Le fondateur de l’association Gift of Givers affirme que les derniers arrangements logistiques étaient en cours et que le gouvernement sud-africain avait déjà produit les documents nécessaires pour faciliter le retour de l’otage.

« Ramener Pierre à la maison »

Dans la nuit de vendredi à samedi, Imtiaz Soolimane et Yolande Korkie se parlent et échange plusieurs SMS. « Samedi matin à 5h59, je lui ai dit que nous y étions presque et qu’on allait ramener Pierre à la maison, mais bien entendu elle était très inquiète. Elle avait peur que quelque chose se passe mal… et pour être honnête, j’ai eu moi aussi un pressentiment parce que je savais qu’al-Qaïda avait donné un ultimatum aux Américains et qu’ils menaçaient d’exécuter leur otage ».

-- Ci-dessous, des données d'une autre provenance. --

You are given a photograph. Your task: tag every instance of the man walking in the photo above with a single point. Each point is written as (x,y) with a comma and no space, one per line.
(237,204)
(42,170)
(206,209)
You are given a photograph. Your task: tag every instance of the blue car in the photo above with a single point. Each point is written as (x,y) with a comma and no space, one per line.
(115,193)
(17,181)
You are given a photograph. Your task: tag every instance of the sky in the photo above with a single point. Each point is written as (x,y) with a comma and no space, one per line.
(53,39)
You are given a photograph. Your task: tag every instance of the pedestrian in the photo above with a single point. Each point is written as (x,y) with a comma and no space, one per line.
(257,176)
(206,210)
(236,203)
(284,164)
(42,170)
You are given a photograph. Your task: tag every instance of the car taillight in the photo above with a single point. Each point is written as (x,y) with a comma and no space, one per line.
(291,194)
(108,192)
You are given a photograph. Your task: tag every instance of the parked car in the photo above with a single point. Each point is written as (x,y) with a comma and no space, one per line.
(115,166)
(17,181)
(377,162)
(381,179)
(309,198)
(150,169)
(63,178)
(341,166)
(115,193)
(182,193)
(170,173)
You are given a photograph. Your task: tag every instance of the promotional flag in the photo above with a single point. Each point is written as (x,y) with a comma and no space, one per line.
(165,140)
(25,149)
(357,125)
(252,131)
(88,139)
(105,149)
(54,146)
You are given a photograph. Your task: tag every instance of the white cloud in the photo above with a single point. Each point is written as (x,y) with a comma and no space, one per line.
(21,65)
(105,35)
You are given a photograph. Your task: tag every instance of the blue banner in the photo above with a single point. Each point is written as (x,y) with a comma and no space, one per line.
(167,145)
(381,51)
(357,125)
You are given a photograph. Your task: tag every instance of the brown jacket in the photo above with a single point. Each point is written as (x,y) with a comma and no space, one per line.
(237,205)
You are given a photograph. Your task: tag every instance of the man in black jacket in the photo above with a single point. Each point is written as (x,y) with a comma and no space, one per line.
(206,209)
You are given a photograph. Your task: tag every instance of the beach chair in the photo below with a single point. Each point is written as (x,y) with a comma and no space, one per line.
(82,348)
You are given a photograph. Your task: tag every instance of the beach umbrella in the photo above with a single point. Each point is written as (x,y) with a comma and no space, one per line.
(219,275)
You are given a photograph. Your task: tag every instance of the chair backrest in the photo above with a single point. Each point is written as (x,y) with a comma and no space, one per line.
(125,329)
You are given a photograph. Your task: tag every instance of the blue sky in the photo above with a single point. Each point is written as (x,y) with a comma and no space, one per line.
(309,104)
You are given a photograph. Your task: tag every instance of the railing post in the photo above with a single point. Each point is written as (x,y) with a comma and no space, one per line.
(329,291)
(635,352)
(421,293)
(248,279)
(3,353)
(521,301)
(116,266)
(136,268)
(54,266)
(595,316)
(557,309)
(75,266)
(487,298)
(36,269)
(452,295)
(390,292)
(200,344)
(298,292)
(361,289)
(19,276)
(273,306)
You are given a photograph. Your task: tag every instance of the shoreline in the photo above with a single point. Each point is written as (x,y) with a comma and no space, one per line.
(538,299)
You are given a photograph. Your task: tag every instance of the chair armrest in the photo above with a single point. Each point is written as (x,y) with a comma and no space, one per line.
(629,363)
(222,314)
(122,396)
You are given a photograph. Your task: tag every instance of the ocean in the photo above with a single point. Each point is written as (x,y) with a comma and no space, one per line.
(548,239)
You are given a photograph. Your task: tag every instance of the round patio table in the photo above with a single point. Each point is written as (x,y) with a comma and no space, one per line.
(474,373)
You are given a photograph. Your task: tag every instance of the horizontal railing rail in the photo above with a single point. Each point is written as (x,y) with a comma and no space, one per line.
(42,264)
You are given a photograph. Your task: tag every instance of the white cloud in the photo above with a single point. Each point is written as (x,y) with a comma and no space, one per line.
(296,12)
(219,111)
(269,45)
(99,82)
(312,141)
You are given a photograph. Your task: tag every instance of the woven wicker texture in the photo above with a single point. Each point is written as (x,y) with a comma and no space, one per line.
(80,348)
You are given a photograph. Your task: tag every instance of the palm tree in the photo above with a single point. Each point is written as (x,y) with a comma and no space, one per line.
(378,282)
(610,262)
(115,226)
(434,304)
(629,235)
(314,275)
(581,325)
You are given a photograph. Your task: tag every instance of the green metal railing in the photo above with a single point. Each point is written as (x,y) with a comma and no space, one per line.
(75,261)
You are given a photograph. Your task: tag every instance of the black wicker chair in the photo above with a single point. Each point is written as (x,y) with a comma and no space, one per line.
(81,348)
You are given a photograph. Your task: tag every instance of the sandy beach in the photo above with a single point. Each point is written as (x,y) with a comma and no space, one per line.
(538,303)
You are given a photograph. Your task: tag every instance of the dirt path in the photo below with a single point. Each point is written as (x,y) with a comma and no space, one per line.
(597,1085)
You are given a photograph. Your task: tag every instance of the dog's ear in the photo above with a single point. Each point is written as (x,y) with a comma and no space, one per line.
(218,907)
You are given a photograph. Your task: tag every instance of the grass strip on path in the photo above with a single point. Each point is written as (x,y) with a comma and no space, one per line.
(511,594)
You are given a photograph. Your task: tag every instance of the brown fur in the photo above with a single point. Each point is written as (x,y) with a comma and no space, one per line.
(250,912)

Mais quelques heures plus tard, un proche de Pierre Korkie l’apppelle pour lui annoncer la mort de l’otage. L’information lui est confirmée par un négociateur de la police sud-africaine. « Je ne peux pas tenir les Etats-Unis pour responsables de la mort de Pierre. Ils ont fait ce qui était dans leur intérêt. Ils devaient aller sauver leur otage… C’est malheureux car nos négociations venaient d’aboutir. Peut être que si ils avaient su, ça se serait passé différemment. Je ne peux pas savoir ».

Les Etats-Unis ne peuvent être « blâmés »

Alors qu’une partie de l’opinion publique sud-africaine réclame des explications à Barack Obama, Imtiaz Soulimane estime quant à lui que les Etats-Unis ne doivent pas être « blâmés » dans cette affaire.

Dans un SMS envoyé à l’association Gift of the Givers, la femme de Pierre Korkie se dit dévastée par la nouvelle. « Je suis mal, car je lui avais promis qu’il serait de retour pour Noël, se lamente Imtiaz Soulimane. Elle avait énormément d’espoir, et elle a été très forte… oui ça fait mal au cœur… mais ce sont des drames qui arrivent sur un terrain de guerre ».

En Afrique du Sud on attend désormais que toute la lumière soit faite sur cette affaire et que le corps de Pierre Korkie soit rapidement rapatrié.